Who was ELISABETH MICHAUD




  «On November 13, 1685, was baptized at Rivière-des-Trois-Saumons, Élisabeth, daughter of Pierre Micheaux(sic) inhabitant of the said place, and Marie Ancelin, his wife, born on November 10.  Godfather, Louis Bellanger(sic), Godmother Marguerite Lefrançois». So wrote Father Thomas Morel, missionary.  It must be specified that Trois-Saumons River irrigates the east part of the Seigneurie L'Islet-Saint-Jean and is situated between Saint-Jean-Port-Joli and L'Islet.

  Élisabeth was the seventh child of the family, born after five brothers:  Pierre born in 1672, Jean-Baptiste, 1674, Joseph, 1678, Pierre le cadet, 1681, Louis, 1684, and a sister Marie-Anne born in 1676.  Élisabeth spent her childhood on the six arpents of frontage piece of land conceded to her father in the Seigneurie de L'Islet-Saint-Jean.  But, when seven years old, she has to leave her native place and follow her family down the River to settle in Kamouraska.

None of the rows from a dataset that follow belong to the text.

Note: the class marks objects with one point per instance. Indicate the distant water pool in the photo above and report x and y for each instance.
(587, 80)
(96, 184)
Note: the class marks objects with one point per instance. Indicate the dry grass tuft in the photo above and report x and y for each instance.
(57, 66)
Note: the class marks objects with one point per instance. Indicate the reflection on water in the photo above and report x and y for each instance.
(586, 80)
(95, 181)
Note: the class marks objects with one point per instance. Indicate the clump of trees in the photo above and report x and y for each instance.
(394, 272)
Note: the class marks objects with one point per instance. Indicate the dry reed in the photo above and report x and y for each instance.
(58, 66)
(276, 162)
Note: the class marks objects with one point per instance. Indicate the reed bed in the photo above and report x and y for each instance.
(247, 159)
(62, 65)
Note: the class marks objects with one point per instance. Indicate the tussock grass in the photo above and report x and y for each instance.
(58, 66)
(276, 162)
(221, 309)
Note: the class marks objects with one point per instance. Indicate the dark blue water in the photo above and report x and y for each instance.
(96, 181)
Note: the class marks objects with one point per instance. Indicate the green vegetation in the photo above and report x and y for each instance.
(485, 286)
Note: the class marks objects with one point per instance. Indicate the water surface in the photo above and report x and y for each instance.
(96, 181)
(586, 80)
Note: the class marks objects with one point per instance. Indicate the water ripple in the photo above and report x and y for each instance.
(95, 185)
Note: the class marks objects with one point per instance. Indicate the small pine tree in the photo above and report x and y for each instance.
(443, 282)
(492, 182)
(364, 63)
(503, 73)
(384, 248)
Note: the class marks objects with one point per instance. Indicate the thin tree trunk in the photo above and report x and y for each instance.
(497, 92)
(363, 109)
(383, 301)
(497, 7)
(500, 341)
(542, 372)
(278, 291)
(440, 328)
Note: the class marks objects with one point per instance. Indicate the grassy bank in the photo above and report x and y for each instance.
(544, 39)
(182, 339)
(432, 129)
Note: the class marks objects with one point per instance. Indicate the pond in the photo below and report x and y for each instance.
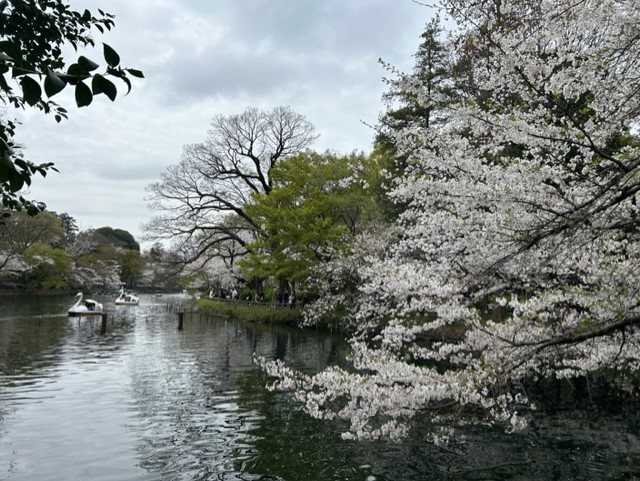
(148, 402)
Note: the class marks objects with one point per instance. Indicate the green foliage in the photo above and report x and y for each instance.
(250, 312)
(50, 266)
(317, 203)
(32, 71)
(118, 237)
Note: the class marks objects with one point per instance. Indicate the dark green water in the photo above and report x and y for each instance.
(148, 402)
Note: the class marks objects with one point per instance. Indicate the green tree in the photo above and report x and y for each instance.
(33, 34)
(118, 237)
(317, 203)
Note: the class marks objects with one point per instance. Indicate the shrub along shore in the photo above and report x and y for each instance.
(251, 311)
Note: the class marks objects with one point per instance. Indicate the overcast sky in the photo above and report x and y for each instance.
(207, 57)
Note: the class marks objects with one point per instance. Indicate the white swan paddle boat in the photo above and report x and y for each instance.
(125, 299)
(85, 307)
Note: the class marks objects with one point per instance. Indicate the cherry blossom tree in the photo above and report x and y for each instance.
(526, 195)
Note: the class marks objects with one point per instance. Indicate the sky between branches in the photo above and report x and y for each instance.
(203, 58)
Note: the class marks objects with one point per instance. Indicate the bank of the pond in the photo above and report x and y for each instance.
(250, 311)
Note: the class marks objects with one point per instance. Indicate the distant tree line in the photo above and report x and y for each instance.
(48, 252)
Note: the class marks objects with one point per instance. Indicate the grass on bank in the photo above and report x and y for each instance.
(250, 312)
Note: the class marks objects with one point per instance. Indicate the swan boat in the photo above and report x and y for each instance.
(125, 299)
(85, 307)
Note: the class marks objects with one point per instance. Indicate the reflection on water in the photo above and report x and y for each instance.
(148, 402)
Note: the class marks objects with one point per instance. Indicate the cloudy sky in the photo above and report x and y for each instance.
(207, 57)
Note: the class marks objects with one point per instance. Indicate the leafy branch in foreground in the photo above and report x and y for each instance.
(33, 70)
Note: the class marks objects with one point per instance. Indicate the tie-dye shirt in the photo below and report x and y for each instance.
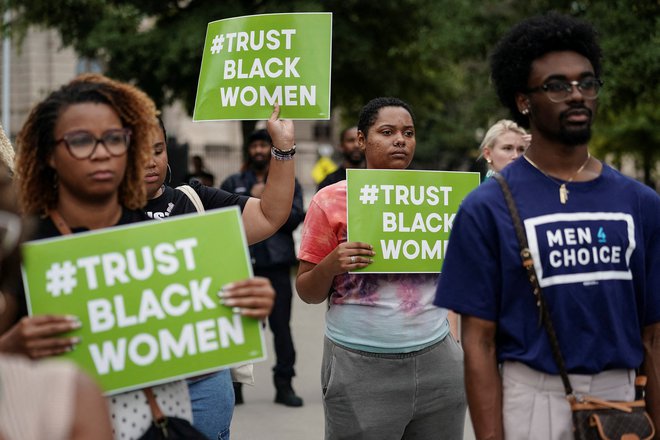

  In Kamouraska, not far from the twelve arpents land conceded to the ancestor Pierre, we find a Pierre Levasseur, second neighbour to Pierre Micheau.  Born and baptized on January 8, 1679, in Saint-Joseph de Lauzon, Pierre Levasseur is the grandson of Jean Levasseur dit Lavigne, first bailiff of the Sovereign Council of New France.  His father, Laurent Levasseur and his mother, Marie Marchand, were married in Quebec City in 1670; Pierre Levasseur, having left his native place Lauzon, to settle in Kamouraska, is rightly seen as one of the first pioneers.  Being a settler, a farmer and a master carpenter, he will become a church warden of his parish in 1716.  On May 8, 1703, young Élisabeth, at the age of seventeen and a half, becomes the wife of Pierre Levasseur in Notre-Dame-de-Liesse church in Rivière-Ouelle (there was no resident priest in Kamouraska yet).

  Élisabeth and Pierre will live on a land of five arpents of frontage on the River, by thirty-two arpents in depth.  At the time of the Tally of Sworn Vassals and Census of 1723, Pierre et Élisabeth own «five arpents of frontage by the said depth, charged a rent of thirty sols de France by arpent and a quit-rent of one sol also by arpent of frontage, the same owning a house, a barn, a stable, twelve arpents of arable land and three arpents of grass-land on the shore».  On March 11, 1726, Land-surveyor Noël Beaupré will still allot them their five arpents.

  Between 1704 and 1729, Pierre and Élisabeth will become the happy parents of twelve children:  Anne, Marie-Joseph, Geneviève, Marie (dead at the age of one), Pierre, Rose, Marguerite, Joseph-Clément, Marie-Claude, Jean-Timothée, Élisabeth, and Louise.  They all married in Kamouraska where Pierre and Élisabeth lived.  On October 26, 1738, Élisabeth witnesses the death of her lifetime companion who was buried the following day in Kamouraska Cemetary. Pierre Levasseur was 59 years and 10 months old. Élisabeth survived to him for twenty-eight years and was buried on July 29, 1766.